En medio de uno de los momentos más brillantes en sus cuatro décadas de trayectoria profesional, cuyo próximo paso serán dos shows en el estadio Vélez Sarsfield previstos para el 1 y 2 de abril, Fito Páez festeja este 13 de marzo 60 años de una vida que podría ser reconstruida en todos sus aspectos a través de su profuso y -en su gran mayoría- soberbio repertorio, susceptible de engrosarse aún más a juzgar por sus prolíficos últimos movimientos.

Pues aunque nunca bajó el ritmo de sus producciones, el artista rosarino se despachó en los últimos tres años, cuando aún no se habían acallado los ecos de su exitoso disco «La ciudad liberada» (2017), con cuatro álbumes -tres de ellos como parte de una trilogía-, mientras ultima los detalles de su nueva versión del aclamado «El amor después del amor», a 30 años de su edición.

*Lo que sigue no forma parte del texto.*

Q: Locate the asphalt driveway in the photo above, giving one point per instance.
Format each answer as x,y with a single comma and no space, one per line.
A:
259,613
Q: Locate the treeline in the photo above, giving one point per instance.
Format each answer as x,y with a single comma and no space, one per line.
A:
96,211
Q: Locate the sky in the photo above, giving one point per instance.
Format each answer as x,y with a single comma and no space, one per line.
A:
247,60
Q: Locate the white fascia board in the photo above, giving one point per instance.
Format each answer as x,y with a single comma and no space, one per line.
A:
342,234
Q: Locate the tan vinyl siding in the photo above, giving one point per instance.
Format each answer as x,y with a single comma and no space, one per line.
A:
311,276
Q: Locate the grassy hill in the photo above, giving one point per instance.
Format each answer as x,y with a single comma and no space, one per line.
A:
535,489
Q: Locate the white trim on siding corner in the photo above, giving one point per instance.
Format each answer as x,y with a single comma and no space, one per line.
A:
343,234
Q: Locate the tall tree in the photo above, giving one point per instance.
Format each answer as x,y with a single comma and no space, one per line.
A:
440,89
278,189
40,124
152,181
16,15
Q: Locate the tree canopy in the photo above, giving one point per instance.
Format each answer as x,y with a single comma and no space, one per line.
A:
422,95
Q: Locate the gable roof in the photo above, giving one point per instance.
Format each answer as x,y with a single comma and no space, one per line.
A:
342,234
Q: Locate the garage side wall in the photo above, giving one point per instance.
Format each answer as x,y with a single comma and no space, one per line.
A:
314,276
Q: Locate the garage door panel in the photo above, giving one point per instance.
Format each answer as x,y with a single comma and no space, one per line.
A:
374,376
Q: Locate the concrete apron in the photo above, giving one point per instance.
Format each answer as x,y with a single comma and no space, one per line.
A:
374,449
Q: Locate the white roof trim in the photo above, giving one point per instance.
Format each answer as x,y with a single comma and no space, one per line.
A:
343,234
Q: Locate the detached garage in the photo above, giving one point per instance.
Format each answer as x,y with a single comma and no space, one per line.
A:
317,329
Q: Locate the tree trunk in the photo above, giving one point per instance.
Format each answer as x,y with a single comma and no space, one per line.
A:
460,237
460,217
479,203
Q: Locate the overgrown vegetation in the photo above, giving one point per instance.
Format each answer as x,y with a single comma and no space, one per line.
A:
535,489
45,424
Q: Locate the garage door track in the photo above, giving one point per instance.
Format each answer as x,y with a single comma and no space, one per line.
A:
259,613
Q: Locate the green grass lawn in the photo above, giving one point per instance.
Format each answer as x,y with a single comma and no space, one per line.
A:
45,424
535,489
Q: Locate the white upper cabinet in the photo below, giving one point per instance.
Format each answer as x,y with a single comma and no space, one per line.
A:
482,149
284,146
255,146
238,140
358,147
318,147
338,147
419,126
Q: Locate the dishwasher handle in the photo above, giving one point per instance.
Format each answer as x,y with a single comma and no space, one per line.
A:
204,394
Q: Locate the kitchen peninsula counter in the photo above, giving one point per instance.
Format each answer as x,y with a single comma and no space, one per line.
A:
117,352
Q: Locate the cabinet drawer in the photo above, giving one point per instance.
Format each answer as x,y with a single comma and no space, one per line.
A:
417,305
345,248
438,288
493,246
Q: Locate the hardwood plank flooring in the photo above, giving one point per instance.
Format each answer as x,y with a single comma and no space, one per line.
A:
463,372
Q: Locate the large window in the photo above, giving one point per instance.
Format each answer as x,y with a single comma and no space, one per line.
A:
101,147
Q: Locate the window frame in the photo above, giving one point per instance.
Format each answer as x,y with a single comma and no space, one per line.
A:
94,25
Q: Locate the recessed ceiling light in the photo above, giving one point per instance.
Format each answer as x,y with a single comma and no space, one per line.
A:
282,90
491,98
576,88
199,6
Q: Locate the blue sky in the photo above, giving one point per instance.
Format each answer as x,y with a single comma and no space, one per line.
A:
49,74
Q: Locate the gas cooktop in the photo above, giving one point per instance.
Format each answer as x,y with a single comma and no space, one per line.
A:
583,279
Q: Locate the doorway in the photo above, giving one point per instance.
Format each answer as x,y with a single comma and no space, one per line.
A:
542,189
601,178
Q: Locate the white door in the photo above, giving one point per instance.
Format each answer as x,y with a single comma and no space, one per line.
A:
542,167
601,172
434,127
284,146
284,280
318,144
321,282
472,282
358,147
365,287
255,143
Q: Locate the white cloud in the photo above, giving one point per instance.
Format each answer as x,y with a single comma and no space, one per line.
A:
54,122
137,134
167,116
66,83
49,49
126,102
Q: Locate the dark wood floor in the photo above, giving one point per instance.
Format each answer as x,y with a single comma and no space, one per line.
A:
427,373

La gran particularidad en estos casos en que todos ellos contaron con la aceptación generalizada del público y la crítica, lo que lo llevó a protagonizar multitudinarios conciertos en nuestro país y otras partes del mundo, a encabezar festivales musicales, a la vez que lo hizo acreedor de numerosos premios de la industria, entre los que destaca el Grammy -máximo galardón en la materia- obtenido por «La conquista del espacio» (2020).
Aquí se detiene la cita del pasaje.